PORTUGUESE SAUSAGE SOUP
4 ounces hot Italian sausage links, sliced 1/4 inch thick
4 ounces sweet Italian sausage links, sliced 1/4 inch thick
1/2 cup chopped onion
2 medium potatoes, peeled and sliced
2 (14 1/2 ounce) cans chicken broth or vegetable broth
1 10-ounce package frozen chopped spinach
1/2 cup beer or water
1/4 teaspoon pepper
In a large saucepan cook the hot sausage, sweet sausage, and onion till sausage is browned and onion is tender. Drain fat. Add the potatoes, the chicken or vegetable broth, spinach, beer or water, and pepper. Bring to boiling; reduce heat. Cover and simmer about 20 minutes or till potatoes are tender. Makes 6 side dish servings at 163 calories each.

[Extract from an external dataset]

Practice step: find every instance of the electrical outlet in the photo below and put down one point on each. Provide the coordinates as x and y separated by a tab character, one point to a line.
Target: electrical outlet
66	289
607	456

Note: I used fresh ground hot and sweet Italian sausage. I broke the pieces up while cooking but tried to leave a few "chunks". I think using the ground sausage made this dish a bit greasier but I did try to remove as much grease as I could.
Note: I used beer instead of water. I used chicken broth.
Note: I cut the potatoes more into chunks than slices.
Quick. Easy. Good.
Oh, that looks and sounds so good. I would pour it over rice. I might even change the spinach and use bok choy.
Posted by: MOM | March 23, 2010 at 03:24 PM
I love a recipe that comes together that quickly. It sounds like a delicious, filling soup!
Posted by: Deborah | March 23, 2010 at 09:52 PM
Mom - I think bok choy or even kale would be a wonderful substitution.
Deborah - I'm all about quick meals on days I go to the gym (to work off all the not so healthy quick meals :)
Posted by: Mrs. L | March 24, 2010 at 01:05 PM
mmm that looks delicious, but I especially like the quick, easy good comment - that's my cooking mantra!